Isso significa que pode haver fraude? Não necessariamente. “A institucionalidade tem mecanismos para passar por isso e soluções legais para alterar a constituição sem precisar mudar mandato”, diz Batini. A grande discussão em torno da alteração do calendário eleitoral é o quanto isso pode prejudicar a democracia de fato. Além da transparência do processo, há o risco de aumento da evasão no dia da eleição. Na França, as eleições municipais aconteceram no dia 15 de março, no início da pandemia, e apenas 45% dos eleitores compareceram às urnas. Foi a maior taxa de abstenção da história do país. Quem vai ter coragem de se aglomerar para votar, mesmo em outubro? No Brasil, as últimas eleições presidenciais já apresentaram grau de abstenção de quase 20%, o que corresponde a cerca de 30 milhões de eleitores. O que se estuda é a possibilidade de suspender a obrigatoriedade do voto para os grupos de risco, ou aumento de efetivo policial para garantir a segurança do processo no dia da eleição para essas pessoas, segundo especialistas.
Em outubro já não teremos passado pelo pior? Não há como saber. “O vírus é carregado de incerteza. A gente não sabe se a pandemia brasileira está no pico, se vai piorar e quanto tempo pode levar para diminuir o risco”, diz Michael Mohallem, professor e coordenador do Centro de Justiça e Sociedade da FGV Direito Rio. A única certeza é que a pandemia vai influenciar as eleições, tanto na forma como será feita quanto em seus resultados. “Vai ser um bom termômetro para ver como a população avalia as medidas de restrição e as ações tomadas pelos políticos para lidar com a crise”, avalia. Medidas de restrição mais duras podem ser vistas como impopulares e colocar candidaturas em risco. Para Mohallem, o grande tema dessas eleições será o combate à Covid-19.

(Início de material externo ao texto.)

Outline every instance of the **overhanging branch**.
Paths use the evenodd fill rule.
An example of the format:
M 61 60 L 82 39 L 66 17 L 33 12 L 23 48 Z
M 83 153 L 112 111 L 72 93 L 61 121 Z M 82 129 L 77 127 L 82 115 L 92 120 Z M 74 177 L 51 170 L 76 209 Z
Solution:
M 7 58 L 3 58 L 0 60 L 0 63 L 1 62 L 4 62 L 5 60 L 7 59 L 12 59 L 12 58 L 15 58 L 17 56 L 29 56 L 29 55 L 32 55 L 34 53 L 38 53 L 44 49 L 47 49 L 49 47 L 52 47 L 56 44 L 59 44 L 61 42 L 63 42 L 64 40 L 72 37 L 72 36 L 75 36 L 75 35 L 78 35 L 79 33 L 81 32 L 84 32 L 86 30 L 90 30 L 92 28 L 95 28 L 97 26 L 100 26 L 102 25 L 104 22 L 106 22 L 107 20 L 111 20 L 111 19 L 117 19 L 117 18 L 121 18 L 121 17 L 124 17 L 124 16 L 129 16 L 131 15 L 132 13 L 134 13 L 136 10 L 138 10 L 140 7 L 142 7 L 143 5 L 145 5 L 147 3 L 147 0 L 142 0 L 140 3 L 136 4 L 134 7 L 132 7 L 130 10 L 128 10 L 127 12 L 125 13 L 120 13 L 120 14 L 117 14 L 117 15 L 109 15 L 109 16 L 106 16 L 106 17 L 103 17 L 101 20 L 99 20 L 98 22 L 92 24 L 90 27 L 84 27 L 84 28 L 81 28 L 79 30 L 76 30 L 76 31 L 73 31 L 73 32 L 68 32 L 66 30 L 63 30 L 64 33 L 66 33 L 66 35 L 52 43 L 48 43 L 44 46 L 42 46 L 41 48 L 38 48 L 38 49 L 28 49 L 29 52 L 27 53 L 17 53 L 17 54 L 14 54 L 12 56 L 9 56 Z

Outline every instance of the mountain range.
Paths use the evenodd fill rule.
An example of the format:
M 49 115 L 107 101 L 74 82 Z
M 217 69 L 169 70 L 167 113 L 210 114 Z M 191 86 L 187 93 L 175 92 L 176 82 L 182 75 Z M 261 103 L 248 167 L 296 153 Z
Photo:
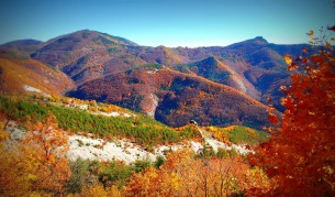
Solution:
M 0 46 L 2 92 L 24 85 L 48 95 L 114 103 L 168 125 L 268 125 L 268 103 L 281 114 L 290 73 L 284 54 L 311 45 L 278 45 L 255 37 L 225 47 L 142 46 L 123 37 L 78 31 L 47 42 Z M 271 101 L 267 102 L 267 98 Z

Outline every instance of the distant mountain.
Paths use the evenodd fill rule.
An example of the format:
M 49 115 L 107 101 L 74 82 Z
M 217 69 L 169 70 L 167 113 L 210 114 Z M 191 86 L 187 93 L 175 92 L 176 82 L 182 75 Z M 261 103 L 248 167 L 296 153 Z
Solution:
M 20 41 L 13 41 L 5 43 L 0 46 L 1 51 L 12 51 L 12 52 L 20 52 L 26 56 L 30 56 L 30 54 L 34 53 L 38 48 L 41 48 L 44 45 L 42 41 L 36 40 L 20 40 Z
M 279 87 L 290 83 L 283 55 L 299 56 L 305 47 L 313 50 L 305 44 L 277 45 L 260 36 L 225 47 L 150 47 L 82 30 L 45 43 L 8 43 L 0 53 L 63 72 L 75 83 L 63 88 L 74 87 L 71 96 L 116 103 L 170 125 L 194 119 L 205 125 L 260 128 L 267 116 L 260 102 L 268 105 L 272 97 L 271 103 L 283 110 Z
M 75 88 L 75 83 L 63 72 L 24 56 L 22 53 L 0 54 L 0 91 L 33 90 L 60 96 Z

A pandemia pode enfraquecer a democracia? Esse é mais um debate que tem preocupado os especialistas. De certa forma, cancelar eleições é eliminar a possibilidade de participação política pelo voto. Há outra solução à mesa: a realização de eleições únicas em 2022, o que pode acarretar confusão para o eleitor sobre o papel de cada governante e sobrecarregar o TSE. Por outro lado, é um modo de prevenir a propagação do vírus. “A pandemia tem colocado os governantes no olho do furacão. É possível que as pessoas voltem a confiar no papel do Estado, mas também pode haver mais críticas, a depender das decisões”, avalia Mohallem. A forma de fazer campanha pode ser afetada também e aprofundar a crise nas democracias. Numa situação hipotética: os governos podem acionar a polícia militar para encerrar um ato de campanha? A coisa pode ficar tensa.

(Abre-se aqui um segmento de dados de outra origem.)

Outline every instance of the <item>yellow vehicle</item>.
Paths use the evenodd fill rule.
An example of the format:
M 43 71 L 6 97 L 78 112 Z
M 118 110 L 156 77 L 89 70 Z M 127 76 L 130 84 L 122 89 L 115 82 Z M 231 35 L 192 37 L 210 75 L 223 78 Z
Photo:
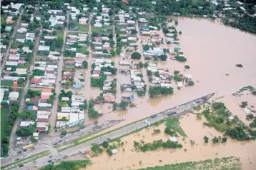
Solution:
M 23 150 L 28 149 L 30 149 L 30 148 L 31 148 L 33 146 L 34 146 L 34 144 L 29 144 L 29 145 L 26 145 L 25 146 L 23 146 L 22 149 Z

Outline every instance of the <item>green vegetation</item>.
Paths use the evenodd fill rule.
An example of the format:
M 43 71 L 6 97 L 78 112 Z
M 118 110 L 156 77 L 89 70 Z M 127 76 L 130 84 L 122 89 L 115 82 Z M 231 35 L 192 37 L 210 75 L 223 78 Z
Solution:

Qual será o papel das redes sociais? Se as eleições de 2018 já foram pautadas pelo WhatsApp, o que levou ao acirramento da polarização, as de 2020 devem intensificar esse processo. A pandemia pode levar a integralidade das campanhas para a internet, segundo Mohallem. Isso acarreta menos custos e menos viagens, mas a discussão é como ampliar o debate pelas plataformas para que sejam mais inclusivos (parte da população tem pouco acesso ou nenhum acesso à internet) e menos maliciosos. “A velocidade regulatória das plataformas é mais baixa do que a velocidade tecnológica. O impacto das redes nesse cenário é uma incógnita”, diz Batini.